Senza dubbio si tratta del più grande compositore inglese di tutti i tempi (anche perché dopo di lui le vette musicali non è che, con qualche eccezione come Elgar, siano state tante oltremanica…).

Muore giovane, ma è prolifico e diversificato nel repertorio.

Il suo epitaffio a Westeminster Abbey, che recita: Qui giace Henry Purcell, che ha lasciato la vita per l’unico luogo in cui la sua armonia possa essere superata, la dice lunga sulla self consciousness del personaggio e sulla visibilità raggiunta in vita.

Il suo capolavoro è di certo l’opera Didone ed Enea, rappresentata, come dice il libretto, presso un collegio sacerdotale da giovani gentildonne. In realtà si è scoperto che l’opera stessa era stata originariamente scritta per la corte di Carlo II e questo deve essere debitamente considerato sia in termini di esecuzione che messa in scena.

Non ci troviamo pertanto di fronte ad una tragedia classica da parte di una jeunesse doree femminile per amici e parenti, bensì davanti ad un dramma maturo, vissuto ed empatico, meritevole di voci di alto profilo, con assegnazione dei ruoli (quello della maga ad un basso, per esempio – assegnare un ruolo femminile ad un maschio era una prassi consolidata all’epoca) ben studiata.

La prassi esecutiva dell’opera si presta pertanto ad una teatralità spinta con generosità in qualità e quantità nella compagine orchestrale. Il ruolo dei cantanti solisti, visto il senso dell’opera e la sua messa in scena necessariamente drammatica diventa, in un contesto del genere, fondamentale.

Jacobs con una compagine inglese punta molto sul roster di cantanti di livello e soprattutto specializzati nel repertorio; inoltre crea una filigrana sonora assai teatrale ed è certamente apprezzato da coloro che cercano un’interpretazione anti-inglese, immaginativa ed in qualche modo rivitalizzante.

Christie con forze francesi ovviamente punta (non sia mai che lo sciovinismo gallico ci venga a mancare…) sull’influenza francese nella musica di Purcell. Talvolta si arriva a punte di Lully, ma il tutto suona abbastanza riuscito con i cantanti francofoni che evitano anche di apparire fuori luogo su un testo inglese (lo stesso avviene per certi gruppi inglesi di punta che si cimentano su Monteverdi).
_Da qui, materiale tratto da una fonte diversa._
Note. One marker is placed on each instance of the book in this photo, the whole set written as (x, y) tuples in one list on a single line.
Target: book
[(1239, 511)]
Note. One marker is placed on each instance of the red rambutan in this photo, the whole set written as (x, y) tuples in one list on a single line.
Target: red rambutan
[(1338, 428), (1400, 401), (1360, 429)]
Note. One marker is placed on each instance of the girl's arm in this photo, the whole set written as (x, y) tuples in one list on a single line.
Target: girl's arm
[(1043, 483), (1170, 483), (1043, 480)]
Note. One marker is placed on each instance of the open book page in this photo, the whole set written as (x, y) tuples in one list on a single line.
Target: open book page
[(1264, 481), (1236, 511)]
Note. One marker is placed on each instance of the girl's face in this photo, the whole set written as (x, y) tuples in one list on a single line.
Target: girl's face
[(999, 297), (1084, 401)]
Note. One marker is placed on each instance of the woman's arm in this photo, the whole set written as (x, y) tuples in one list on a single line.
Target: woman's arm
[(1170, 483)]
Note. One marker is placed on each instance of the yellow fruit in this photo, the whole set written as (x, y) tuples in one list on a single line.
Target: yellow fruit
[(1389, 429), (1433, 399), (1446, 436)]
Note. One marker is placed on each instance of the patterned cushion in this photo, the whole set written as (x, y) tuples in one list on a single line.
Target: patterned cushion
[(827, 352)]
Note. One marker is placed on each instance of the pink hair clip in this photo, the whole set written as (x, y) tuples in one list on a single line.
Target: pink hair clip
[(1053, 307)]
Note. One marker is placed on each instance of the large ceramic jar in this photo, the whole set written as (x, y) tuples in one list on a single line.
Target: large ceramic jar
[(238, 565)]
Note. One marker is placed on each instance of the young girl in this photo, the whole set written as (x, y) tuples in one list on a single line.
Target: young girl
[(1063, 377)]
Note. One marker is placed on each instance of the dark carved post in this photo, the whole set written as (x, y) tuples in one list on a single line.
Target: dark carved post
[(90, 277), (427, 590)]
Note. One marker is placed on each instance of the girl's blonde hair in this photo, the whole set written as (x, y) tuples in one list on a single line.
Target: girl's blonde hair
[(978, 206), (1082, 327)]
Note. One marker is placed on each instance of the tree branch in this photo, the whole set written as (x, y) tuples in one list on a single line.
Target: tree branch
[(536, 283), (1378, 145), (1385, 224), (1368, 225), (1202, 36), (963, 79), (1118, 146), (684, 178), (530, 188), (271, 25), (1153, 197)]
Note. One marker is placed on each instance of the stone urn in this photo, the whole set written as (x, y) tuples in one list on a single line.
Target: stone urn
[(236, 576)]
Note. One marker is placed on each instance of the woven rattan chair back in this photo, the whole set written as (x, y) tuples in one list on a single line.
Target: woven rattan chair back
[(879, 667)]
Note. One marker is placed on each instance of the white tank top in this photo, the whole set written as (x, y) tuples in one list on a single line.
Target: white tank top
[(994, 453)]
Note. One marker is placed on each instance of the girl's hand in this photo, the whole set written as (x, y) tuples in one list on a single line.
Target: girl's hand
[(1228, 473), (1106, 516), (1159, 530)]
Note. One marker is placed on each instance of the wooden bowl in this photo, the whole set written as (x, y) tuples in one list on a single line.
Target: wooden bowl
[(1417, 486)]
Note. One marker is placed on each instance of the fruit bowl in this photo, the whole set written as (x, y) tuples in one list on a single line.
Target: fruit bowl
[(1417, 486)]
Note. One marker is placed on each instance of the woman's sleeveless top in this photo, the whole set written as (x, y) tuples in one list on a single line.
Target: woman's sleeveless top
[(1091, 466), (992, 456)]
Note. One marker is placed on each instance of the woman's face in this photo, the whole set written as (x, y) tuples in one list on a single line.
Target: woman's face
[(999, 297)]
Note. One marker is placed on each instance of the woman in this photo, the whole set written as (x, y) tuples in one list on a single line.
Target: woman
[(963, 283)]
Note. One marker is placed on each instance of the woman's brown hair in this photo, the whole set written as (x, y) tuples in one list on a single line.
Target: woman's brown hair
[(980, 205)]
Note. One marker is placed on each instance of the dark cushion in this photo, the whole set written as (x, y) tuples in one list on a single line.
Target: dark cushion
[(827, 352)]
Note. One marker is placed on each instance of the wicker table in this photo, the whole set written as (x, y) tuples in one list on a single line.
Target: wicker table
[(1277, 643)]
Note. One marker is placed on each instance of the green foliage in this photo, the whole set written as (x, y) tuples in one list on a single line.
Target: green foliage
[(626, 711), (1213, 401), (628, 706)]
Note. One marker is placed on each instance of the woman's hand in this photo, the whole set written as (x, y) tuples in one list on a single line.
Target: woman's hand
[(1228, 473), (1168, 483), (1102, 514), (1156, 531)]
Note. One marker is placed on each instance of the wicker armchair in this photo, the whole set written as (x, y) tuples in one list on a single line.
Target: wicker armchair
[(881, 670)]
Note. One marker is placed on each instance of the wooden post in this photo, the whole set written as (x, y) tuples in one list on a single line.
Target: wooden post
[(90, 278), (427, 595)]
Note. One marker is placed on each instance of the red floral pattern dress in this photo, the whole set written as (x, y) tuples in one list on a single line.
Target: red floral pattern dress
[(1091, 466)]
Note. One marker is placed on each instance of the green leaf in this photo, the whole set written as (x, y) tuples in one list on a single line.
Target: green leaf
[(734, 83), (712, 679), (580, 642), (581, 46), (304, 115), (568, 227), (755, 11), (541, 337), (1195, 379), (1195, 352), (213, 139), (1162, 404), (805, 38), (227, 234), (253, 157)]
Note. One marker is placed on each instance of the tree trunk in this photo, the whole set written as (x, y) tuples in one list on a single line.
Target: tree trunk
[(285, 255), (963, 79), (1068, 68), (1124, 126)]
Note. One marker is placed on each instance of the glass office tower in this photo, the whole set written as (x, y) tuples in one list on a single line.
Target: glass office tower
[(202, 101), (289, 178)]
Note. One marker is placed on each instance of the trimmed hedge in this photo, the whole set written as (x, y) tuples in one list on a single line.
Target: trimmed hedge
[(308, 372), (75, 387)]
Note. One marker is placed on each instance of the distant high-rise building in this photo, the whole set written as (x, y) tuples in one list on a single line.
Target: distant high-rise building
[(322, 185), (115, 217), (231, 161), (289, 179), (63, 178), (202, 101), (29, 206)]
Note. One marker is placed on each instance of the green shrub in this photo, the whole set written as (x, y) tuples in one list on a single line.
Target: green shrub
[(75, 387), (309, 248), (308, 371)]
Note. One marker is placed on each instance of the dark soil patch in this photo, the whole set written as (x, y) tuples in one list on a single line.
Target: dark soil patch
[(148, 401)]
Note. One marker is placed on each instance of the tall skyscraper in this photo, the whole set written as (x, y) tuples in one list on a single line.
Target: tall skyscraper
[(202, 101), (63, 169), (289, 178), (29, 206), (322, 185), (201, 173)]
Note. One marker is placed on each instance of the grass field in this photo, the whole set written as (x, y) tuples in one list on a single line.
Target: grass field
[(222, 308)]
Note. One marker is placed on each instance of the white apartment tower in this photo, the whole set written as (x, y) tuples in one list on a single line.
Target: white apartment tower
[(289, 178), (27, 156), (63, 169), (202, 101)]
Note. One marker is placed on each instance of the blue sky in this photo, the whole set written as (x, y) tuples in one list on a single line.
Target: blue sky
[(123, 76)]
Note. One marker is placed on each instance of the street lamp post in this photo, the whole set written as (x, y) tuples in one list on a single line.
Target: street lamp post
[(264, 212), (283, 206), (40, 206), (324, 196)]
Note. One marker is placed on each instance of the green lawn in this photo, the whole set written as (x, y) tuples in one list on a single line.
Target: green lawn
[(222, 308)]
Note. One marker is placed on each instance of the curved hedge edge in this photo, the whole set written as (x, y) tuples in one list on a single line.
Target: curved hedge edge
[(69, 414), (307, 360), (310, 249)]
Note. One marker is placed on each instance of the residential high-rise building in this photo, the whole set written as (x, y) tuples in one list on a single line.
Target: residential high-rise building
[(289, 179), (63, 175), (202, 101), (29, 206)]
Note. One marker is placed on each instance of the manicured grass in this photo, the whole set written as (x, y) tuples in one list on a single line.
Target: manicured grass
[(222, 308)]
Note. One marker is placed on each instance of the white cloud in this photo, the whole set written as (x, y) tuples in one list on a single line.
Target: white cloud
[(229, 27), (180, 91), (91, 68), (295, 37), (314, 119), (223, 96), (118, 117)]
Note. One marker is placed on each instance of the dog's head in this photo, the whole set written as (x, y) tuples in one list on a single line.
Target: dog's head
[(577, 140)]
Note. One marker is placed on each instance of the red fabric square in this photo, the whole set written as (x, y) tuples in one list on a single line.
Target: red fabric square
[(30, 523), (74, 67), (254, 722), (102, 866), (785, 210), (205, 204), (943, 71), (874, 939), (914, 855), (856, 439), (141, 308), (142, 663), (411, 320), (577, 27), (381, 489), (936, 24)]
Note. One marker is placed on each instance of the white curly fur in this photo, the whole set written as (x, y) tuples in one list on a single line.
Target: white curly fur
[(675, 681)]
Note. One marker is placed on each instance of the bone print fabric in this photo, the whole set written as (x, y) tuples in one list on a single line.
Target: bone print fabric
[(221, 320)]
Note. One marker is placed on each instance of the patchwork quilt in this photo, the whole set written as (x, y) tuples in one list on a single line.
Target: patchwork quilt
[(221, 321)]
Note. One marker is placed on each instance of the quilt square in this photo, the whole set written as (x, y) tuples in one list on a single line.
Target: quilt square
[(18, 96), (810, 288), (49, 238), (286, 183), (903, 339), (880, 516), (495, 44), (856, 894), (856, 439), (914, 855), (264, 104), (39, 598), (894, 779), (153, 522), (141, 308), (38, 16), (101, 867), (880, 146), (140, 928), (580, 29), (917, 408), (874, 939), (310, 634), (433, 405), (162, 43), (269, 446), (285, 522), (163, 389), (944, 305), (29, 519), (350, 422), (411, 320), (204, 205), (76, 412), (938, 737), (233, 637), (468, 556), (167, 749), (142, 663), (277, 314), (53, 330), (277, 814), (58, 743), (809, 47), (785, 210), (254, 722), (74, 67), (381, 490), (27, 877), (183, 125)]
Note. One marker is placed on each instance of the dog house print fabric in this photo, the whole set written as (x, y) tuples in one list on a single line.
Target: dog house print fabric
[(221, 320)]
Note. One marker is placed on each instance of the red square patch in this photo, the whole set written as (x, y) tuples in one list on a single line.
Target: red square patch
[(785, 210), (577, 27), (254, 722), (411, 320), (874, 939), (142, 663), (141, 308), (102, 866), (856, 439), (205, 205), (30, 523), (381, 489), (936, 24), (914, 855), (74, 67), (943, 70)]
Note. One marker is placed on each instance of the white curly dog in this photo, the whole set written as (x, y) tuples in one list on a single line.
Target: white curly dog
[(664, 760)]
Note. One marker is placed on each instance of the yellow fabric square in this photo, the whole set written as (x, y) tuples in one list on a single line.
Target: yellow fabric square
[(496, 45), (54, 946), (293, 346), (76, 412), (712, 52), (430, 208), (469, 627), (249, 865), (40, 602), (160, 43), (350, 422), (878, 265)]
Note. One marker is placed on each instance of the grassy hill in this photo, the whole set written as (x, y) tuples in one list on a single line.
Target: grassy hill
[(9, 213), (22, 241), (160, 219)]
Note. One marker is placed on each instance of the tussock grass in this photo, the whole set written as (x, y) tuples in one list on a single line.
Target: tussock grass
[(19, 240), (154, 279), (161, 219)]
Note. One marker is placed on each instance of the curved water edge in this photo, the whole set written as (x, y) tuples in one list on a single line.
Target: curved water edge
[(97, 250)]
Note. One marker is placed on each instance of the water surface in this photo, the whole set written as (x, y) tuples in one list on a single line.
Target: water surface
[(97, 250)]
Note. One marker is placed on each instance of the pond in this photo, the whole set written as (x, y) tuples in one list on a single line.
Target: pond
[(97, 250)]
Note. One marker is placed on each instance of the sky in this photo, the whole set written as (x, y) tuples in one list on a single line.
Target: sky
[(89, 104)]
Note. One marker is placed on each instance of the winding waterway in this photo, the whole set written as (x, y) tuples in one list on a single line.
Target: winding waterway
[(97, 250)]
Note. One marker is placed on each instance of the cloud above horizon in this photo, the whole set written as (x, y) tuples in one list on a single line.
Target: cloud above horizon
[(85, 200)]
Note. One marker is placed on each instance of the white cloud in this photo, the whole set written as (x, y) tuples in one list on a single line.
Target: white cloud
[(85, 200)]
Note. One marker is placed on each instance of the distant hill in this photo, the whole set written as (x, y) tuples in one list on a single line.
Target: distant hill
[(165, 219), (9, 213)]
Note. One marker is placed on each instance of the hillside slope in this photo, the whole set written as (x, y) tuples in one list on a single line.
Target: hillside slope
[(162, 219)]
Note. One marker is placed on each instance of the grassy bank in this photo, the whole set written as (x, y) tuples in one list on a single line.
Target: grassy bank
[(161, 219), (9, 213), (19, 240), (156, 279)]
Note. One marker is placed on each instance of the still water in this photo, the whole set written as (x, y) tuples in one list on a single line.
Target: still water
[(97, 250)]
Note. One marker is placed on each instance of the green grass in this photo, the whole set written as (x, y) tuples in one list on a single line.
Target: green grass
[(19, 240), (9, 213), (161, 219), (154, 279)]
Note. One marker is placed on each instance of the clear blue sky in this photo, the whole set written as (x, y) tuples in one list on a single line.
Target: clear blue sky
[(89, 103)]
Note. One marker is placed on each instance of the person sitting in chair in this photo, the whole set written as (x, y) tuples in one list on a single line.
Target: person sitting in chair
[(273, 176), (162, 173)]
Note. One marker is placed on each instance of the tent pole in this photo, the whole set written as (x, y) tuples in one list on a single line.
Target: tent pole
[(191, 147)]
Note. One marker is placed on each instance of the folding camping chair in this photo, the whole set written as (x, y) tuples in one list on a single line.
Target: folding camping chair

La versione di riferimento è però made in UK, con Hogwood alla direzione. Il line up vocale è il meglio della perfida Albione, l’orchestra (Academy of Ancient Music) creata dallo stesso Hogwood è una delle prime compagini barocche ad aver suonato su strumenti originali ed il coro pesca il meglio dai colleges di Oxbridge; il risultato è di una bellezza preraffaellita con la sensazione di assistere in un quadro di Poussin pieno di resti antichi ad un evento allo stesso tempo classico ed immortale.